I needed to save your code and load it on my own just to find out the erros. It could have been better if you wrapped some of the code, especially the javascript. Heres a tip: use around 80 columns and wrap the remaining code on a new line. It's also what most programmers do.
Now, you had redudant names in your input boxes, that's ambiguous. A name should be as unique as an id especially if you're gonna use it to get values. What do you think would happen if you have green = document.form1.green.value;? Since there are 2 boxes with the name "green", javascript won't know which one you are asking for, and that complicates things for you and javascript. ;p You should use meaningful names for your boxes. In your function you were using insure.value, but in your html it was named "pink", why didn't you just name it as insure as that would have been meaningful? And you were using a name ("insure") which is not even existent in your html code anyway.
HTML Code:
....<td><input name="insure" size="5" /></td><!-- rename all the other redundant ones, putting a closing tag "/>" at the end of an empty tag (like input) is recommended instead of ">" -->
....
<tr>
<td><input type="button" value="Calculate Total" name="calculate" onclick="calc();" /></td>
<!-- calculate() apparently isn't working, it seems that it's a reserved javascript word, just use another name or change it's case (ex. Calculate()) -->
<td><input name="total" type="text" value="$ 0.00" /></td>
<!-- Total i think would be a better name for it. You can even use any element like a div/span/etc -->
</tr>
and then on the script start to practice organizing your code a bit, you'll have an easier time if you put them first in variables so you can easily use them later. And as a student, you'll have an easier time understanding code by doing so.
Code:
// calculate() doesn't seem to work, probably a reserved keyword
// used a different name:
function calc()
{
var rego, pink, insure, ...blah;
var total;
rego = toNum(document.form1.rego.value);
pink = toNum(blah);
insure = toNum(document.form1.insure.value);
...
total = rego + pink + blah...;
document.form1.total.value = "$ " + total;
...
then have a function that checks if the values entered are actually numbers or 0 if not a number (NaN) because if you use + right on you'll end up concatenating the values instead of adding them because they are actually strings ("1" + "1" = "11" and not 2). parseFloat() seems to a better option than Number().
Code:
function toNum(str)
{
return (isNaN(str) || str == "") ? 0 : parseFloat(str);
}
I think you need to study some more, also, you are using some deprecated tags and attributes that are now supposed to be done using CSS. And your page is in quirks mode (displays page as if it was from an older browser). You ought to turn it to standard compliance mode. You can do that by adding a DOCTYPE declaration at the very top of the html page.
ex:
Code:
<!DOCTYPE html PUBLIC "-W3C//DTD XHTML 1.0 Transitional//EN" "http://www.w3.org/TR/xhtml1/DTD/xhtml1-transitional.dtd">
<html xmlns="http://www.w3.org/1999/xhtml" lang="en">
<head>...
There are many kinds of doctypes but this one I like the most. Also note that what you are actually using is NOT HTML but rather XHTML. If you wan't to know more just w3school or google.
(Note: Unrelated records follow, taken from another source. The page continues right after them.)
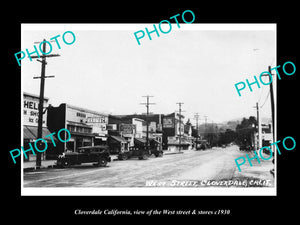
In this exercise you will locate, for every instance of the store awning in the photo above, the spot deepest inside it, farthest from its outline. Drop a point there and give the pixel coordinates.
(30, 132)
(118, 139)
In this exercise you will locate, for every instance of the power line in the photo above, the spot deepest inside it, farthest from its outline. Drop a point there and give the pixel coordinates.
(265, 100)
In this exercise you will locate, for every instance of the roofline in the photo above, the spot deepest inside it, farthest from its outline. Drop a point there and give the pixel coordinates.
(84, 109)
(34, 95)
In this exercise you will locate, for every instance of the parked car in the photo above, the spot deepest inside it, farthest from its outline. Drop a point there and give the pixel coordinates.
(134, 152)
(89, 154)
I wanted to impart this bits of info to you earlier on so that you can go on with what you are learning as a student whilst making well-formed code. You may however wish to ignore this stuffs for now. It might me too much for you to understand, but it's better you learn this stuff already as you'll eventually need it anyway.^^
EDIT: you can see the code in action here: http://kiddragon.co.cc/test/costs.html I used regular expression for checking the number instead, only numbers 0.124, 11.024, 124 etc are valid everything else it will evaluate to 0 (including -1 etc and 1e20) You had 2 green slip fields I just removed one. You can look at the source code but try to do it on your own.